Jesus fills the disciples with hope so that they can live faithfully in the in-between. He fills them with hope because he assures them that he is coming, and that at his coming, all the world will know that Jesus is Lord. And in the meantime, he gives them the mission of staying ready, being prepared, and not being distracted by other things or the questions of the naysayers. And with this hope, they are strengthened to stay on their tip-toes, filled with anticipation.
And just as Jesus filled the first disciples with hope, so Jesus fills us with hope, so that we can live faithfully in the in-between. Yes, Jesus promised to return again in glory, which is what we celebrate during Advent. No, it hasn’t happened yet. But that doesn’t leave us just sitting on our hands and waiting. Instead, Jesus calls us to live faithfully and hopefully in the in-between with full assurance that the Son of Man is coming into our midst each and every day and will come again in glory to bring God’s kingdom in full. We stand on tip-toes for this day.

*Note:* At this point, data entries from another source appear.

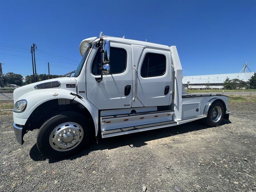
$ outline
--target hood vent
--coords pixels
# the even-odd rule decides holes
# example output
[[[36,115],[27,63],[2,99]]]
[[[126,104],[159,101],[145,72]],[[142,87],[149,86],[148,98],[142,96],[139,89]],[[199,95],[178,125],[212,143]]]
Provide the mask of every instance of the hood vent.
[[[44,83],[35,85],[34,88],[36,89],[48,89],[58,87],[60,85],[60,82],[58,81]]]

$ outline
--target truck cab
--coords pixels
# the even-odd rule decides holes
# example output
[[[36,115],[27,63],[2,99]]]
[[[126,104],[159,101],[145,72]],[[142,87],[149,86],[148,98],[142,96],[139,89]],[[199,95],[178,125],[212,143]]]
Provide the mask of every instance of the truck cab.
[[[228,97],[186,94],[176,46],[105,36],[80,44],[81,61],[70,77],[22,86],[14,92],[17,140],[39,128],[44,155],[61,158],[109,137],[204,119],[228,119]]]

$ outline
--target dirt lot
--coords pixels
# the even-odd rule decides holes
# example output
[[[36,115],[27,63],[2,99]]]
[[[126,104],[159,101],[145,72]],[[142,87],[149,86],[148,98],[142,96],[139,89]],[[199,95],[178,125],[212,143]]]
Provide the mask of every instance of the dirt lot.
[[[200,121],[101,140],[59,161],[40,155],[37,130],[15,140],[0,115],[0,191],[256,191],[256,103],[231,103],[230,121]]]

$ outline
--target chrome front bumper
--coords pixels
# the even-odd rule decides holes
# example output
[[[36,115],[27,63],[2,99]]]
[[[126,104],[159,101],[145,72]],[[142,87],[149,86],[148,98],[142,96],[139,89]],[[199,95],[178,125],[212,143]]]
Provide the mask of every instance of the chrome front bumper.
[[[22,145],[24,142],[23,140],[24,134],[22,132],[22,127],[15,123],[13,124],[13,127],[16,140],[20,145]]]

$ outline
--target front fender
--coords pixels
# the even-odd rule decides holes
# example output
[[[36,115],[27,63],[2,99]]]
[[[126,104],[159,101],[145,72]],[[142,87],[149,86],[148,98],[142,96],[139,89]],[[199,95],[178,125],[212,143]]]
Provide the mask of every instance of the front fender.
[[[14,112],[13,116],[16,118],[27,119],[37,107],[46,101],[58,99],[73,100],[83,105],[91,114],[94,122],[96,135],[97,135],[98,134],[98,109],[87,99],[83,98],[82,99],[79,99],[76,96],[70,95],[71,92],[70,91],[68,90],[59,89],[36,90],[30,92],[23,95],[22,98],[19,99],[19,100],[25,99],[27,100],[28,104],[26,109],[22,113]],[[57,95],[53,96],[56,95]]]

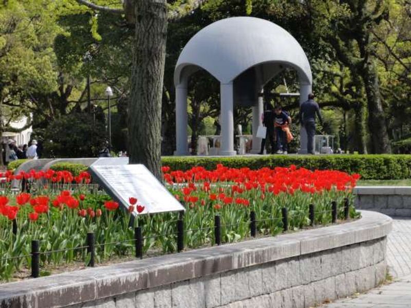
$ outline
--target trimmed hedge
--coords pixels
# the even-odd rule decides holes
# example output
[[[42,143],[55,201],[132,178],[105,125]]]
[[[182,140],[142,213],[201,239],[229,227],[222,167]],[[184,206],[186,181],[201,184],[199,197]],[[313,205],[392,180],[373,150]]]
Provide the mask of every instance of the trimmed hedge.
[[[26,160],[18,160],[9,164],[9,170],[15,170]],[[188,170],[194,166],[215,169],[217,164],[232,168],[289,167],[295,165],[311,170],[340,170],[349,174],[361,175],[364,180],[401,180],[411,178],[411,155],[267,155],[264,156],[204,157],[164,157],[163,166],[173,170]],[[51,169],[67,170],[74,176],[87,169],[87,166],[72,163],[58,163]]]
[[[72,163],[56,163],[50,167],[54,171],[69,171],[74,176],[78,176],[81,172],[87,171],[88,167],[83,164],[73,164]]]
[[[178,157],[162,159],[172,170],[187,170],[194,166],[214,169],[217,164],[233,168],[289,167],[295,165],[311,170],[333,169],[358,173],[364,180],[399,180],[411,177],[411,155],[268,155],[238,157]]]

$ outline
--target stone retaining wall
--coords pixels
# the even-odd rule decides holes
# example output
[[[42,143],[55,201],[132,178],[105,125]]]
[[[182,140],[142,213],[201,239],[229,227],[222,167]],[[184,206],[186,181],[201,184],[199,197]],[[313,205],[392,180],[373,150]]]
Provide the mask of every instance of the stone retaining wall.
[[[375,210],[393,217],[411,217],[411,187],[357,187],[354,193],[357,208]]]
[[[391,219],[326,227],[3,284],[0,307],[310,307],[386,275]]]

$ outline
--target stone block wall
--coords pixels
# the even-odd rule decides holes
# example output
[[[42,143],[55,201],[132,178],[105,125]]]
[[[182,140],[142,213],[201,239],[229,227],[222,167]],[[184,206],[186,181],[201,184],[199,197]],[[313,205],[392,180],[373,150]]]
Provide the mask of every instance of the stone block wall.
[[[393,217],[411,217],[411,187],[357,187],[354,193],[357,208]]]
[[[7,283],[0,307],[304,308],[384,281],[391,220],[340,225]]]

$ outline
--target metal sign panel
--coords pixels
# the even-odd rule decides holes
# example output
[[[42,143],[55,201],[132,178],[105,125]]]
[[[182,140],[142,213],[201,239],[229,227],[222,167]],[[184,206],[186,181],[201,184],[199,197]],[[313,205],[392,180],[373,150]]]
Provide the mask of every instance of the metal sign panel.
[[[139,214],[184,210],[184,207],[144,165],[93,164],[89,171],[114,200],[126,208],[129,198],[145,207]],[[139,215],[135,208],[134,214]]]

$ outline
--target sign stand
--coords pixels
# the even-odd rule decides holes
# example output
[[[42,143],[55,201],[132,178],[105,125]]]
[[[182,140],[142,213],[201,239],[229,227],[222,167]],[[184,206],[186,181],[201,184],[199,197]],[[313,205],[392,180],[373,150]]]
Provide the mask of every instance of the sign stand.
[[[143,165],[125,164],[126,161],[124,160],[117,161],[119,164],[116,164],[117,159],[102,159],[92,164],[89,172],[93,179],[125,209],[128,209],[130,205],[129,198],[137,198],[132,213],[134,216],[185,210],[184,206]],[[144,207],[140,213],[137,210],[137,205]]]

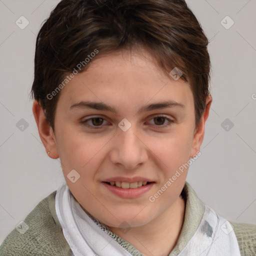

Christ fills us with hope precisely so that our waiting can have power, for in our hope and anticipation, we can live as faithful followers of Christ, bringing glimpses of the kingdom wherever we go. And then, this hope takes on the shape of our earlier definition of anticipation: we stand up and raise our heads, because we know that redemption is drawing near (v.28). We continue to gather for worship with excitement, energy, and joy. We worship when all the rest of the world asks why and continues to live without hope, trying to find meaning in stuff bought on sale. And with hope, we vow to keep one another alert and ready. We gather together often to pray, study, and serve others, for in doing so, we remain focused on Christ and his kingdom, rather than the worrisome, distracted ways of this present kingdom. Just as Luke’s first readers did, we live in the in-between, the time after Christ’s resurrection and before his final coming in glory. Yet, he has not left us empty-handed. He has not even left us, for he established through the Spirit his body, the Church that we might live faithfully as his followers. And in so doing, that we might bear witness to the hope we have in Christ, a hope our broken world so desperately needs to see and know. Christ fills us with hope so that we can live faithfully now, and Christ guides us on through the work of the church, that all the world might come to know the hope we have in Christ.